X-ray micro-tomography imaging and flow experiment

A ZEISS Xradia 510 Versa micro-CT scanner was used to acquire high-resolution three-dimensional images of the reservoir rock and the fluids within it. The rock was inserted in a Hassler type carbon fibre coreholder that is X-ray transparent and placed inside the micro-CT for image acquisition. The coreholder was connected to flow lines to perform the injection sequence: (i) first water flooding [WF1]; (ii) gas injection [GI]; and (iii) second water flooding [WF2]. Prior to starting the injection sequence, the crude oil in the restored sample was completely displaced and replaced by doped oil at the experimental conditions, 70 °C, and 10.85 MPa. During each injection, 1 pore volume, 0.708 mL, of fluid was injected into the sample at rate of 0.005 mL/min. Images of the whole rock sample (1652 × 1652 × 66974 voxels) were acquired after each injection with a voxel size of 3.57 µm to characterize the pore occupancy and measure fluid saturations. A scan of higher resolution (1483 × 1483 × 1758 voxels), with a voxel size of 1.82 µm, was also acquired at the centre of the rock to examine gas layers. The images were acquired 2 h after each injection to allow the fluids in the rock pore space to reach equilibrium conditions. After the experiment, the rock was cleaned to remove any organic material by injecting toluene into the pore space, followed by the injection of deionized water, and then dried at 60 °C in vacuum for three days to prepare the sample for acquisition of a dry scan. This was done after the experiment for convenience so that all the images could be acquired during the same period. A more detailed description of the flow apparatus, experimental procedure and image acquisition can be found in the Supplementary Information.

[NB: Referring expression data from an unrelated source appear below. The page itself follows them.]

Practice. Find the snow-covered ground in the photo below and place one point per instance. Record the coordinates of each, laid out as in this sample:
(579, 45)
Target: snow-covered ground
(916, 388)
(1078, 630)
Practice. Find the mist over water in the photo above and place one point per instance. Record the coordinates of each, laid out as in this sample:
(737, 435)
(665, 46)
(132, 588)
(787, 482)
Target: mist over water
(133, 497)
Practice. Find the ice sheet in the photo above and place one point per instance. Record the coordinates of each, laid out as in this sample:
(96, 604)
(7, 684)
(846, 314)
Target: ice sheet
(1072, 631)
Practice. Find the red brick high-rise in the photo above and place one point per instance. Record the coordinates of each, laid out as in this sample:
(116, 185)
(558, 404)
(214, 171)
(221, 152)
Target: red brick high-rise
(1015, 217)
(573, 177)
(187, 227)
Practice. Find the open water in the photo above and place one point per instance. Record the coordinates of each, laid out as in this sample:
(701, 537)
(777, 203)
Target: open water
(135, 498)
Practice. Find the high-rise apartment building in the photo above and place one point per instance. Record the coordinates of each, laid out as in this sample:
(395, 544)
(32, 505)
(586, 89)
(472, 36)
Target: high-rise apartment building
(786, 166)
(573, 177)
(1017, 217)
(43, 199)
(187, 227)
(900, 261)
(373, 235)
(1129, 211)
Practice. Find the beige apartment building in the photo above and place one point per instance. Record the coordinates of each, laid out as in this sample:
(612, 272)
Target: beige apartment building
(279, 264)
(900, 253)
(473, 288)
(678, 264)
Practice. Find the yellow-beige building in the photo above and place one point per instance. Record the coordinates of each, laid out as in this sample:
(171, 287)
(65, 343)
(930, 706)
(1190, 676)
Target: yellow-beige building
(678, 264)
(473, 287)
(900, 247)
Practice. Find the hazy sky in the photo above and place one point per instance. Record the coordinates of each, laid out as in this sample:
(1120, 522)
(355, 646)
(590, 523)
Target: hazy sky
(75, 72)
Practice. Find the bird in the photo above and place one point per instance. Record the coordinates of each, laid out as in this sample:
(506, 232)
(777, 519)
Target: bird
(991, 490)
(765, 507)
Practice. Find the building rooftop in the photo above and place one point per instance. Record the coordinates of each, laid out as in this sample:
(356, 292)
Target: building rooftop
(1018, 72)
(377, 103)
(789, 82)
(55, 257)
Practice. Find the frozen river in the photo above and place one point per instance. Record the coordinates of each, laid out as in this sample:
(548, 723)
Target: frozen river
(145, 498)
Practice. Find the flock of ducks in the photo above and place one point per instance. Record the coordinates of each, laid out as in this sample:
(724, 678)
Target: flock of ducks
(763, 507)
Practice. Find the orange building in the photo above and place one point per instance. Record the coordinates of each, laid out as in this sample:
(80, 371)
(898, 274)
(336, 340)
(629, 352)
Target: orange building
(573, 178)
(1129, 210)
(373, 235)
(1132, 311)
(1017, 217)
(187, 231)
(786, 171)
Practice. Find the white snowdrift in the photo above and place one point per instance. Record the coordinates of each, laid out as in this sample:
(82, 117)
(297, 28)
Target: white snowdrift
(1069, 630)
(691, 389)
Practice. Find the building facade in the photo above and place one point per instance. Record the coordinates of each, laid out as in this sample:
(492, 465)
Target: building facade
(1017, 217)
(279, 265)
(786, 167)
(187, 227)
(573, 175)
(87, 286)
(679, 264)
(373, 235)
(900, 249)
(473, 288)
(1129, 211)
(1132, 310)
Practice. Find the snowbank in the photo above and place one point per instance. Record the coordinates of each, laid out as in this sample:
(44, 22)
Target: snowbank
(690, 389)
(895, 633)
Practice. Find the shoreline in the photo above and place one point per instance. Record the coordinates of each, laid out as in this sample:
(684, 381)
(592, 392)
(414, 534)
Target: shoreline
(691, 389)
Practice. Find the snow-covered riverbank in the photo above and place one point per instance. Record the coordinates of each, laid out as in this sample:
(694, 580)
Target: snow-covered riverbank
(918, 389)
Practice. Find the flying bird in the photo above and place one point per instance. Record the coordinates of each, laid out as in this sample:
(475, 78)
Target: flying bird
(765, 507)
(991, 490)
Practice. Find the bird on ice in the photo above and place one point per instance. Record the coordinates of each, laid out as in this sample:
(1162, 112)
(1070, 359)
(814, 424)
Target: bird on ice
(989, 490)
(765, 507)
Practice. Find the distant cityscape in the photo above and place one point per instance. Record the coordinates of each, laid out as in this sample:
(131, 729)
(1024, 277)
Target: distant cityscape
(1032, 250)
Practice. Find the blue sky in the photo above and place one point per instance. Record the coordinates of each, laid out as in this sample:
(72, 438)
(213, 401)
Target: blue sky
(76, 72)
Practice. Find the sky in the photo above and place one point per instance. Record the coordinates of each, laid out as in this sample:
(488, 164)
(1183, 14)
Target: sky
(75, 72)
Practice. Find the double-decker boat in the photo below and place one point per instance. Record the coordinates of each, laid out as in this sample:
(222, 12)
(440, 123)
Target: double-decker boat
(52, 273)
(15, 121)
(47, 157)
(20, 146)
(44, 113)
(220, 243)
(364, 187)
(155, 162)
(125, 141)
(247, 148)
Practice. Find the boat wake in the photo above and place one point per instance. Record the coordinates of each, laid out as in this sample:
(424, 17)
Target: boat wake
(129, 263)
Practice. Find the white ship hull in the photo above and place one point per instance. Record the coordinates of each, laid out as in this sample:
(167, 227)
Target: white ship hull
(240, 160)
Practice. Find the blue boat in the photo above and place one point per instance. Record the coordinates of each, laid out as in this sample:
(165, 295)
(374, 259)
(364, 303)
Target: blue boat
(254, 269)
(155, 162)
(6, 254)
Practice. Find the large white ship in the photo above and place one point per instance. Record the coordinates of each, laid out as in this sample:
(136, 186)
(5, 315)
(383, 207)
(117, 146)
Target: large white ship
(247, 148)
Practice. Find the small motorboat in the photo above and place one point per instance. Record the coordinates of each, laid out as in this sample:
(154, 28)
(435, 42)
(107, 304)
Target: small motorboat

Image processing and segmentation

The raw micro-CT images acquired were processed for phase identification, i.e. image segmentation. The images were segmented into four phases: water, rock, oil and gas. The 3.57 µm voxel images of the whole sample were segmented using the seeded watershed algorithm44. A non-local means filter was applied to the 3.57 µm voxel images to smooth the grey scale images and improve the watershed segmentation45. The higher resolution images, 1.82 µm voxel size, were segmented using machine learning-based trainable WEKA segmentation method46. WEKA segmentation was chosen to segment the high-resolution images as it preserves the shape of the interface between the phases, facilitating more accurate characterization of flow properties and thicknesses of gas layers38. However, WEKA is very CPU intensive, hence, it was not possible to apply it to the large 3.57 µm voxel size images of the whole sample. A more detailed description of the image segmentation is provided in the Supplementary Information.

Flow simulation

We computed flow on segmented high-resolution images of size 2.2 × 109 voxels. We treated each phase separately and solved the Navier-Stokes equation using a finite volume method47 with a constant pressure differential across the image in the experimental direction of flow, and with no flow boundaries with the solid and the interfaces with other phases. The no-flow boundary condition removes complexities in the calculation, so that the flow of one phase is not dependent on the flow rate and direction of the other phases. This is also a good approximation for layer flow of CO2 since it is much less viscous than the oil or water (see, for instance, Shams, et al.48 for a quantification of these effects in simple geometries). The permeability of the phase was computed from the ratio of flow rate to pressure gradient using Darcy’s law. For more details refer to the Supplementary Information.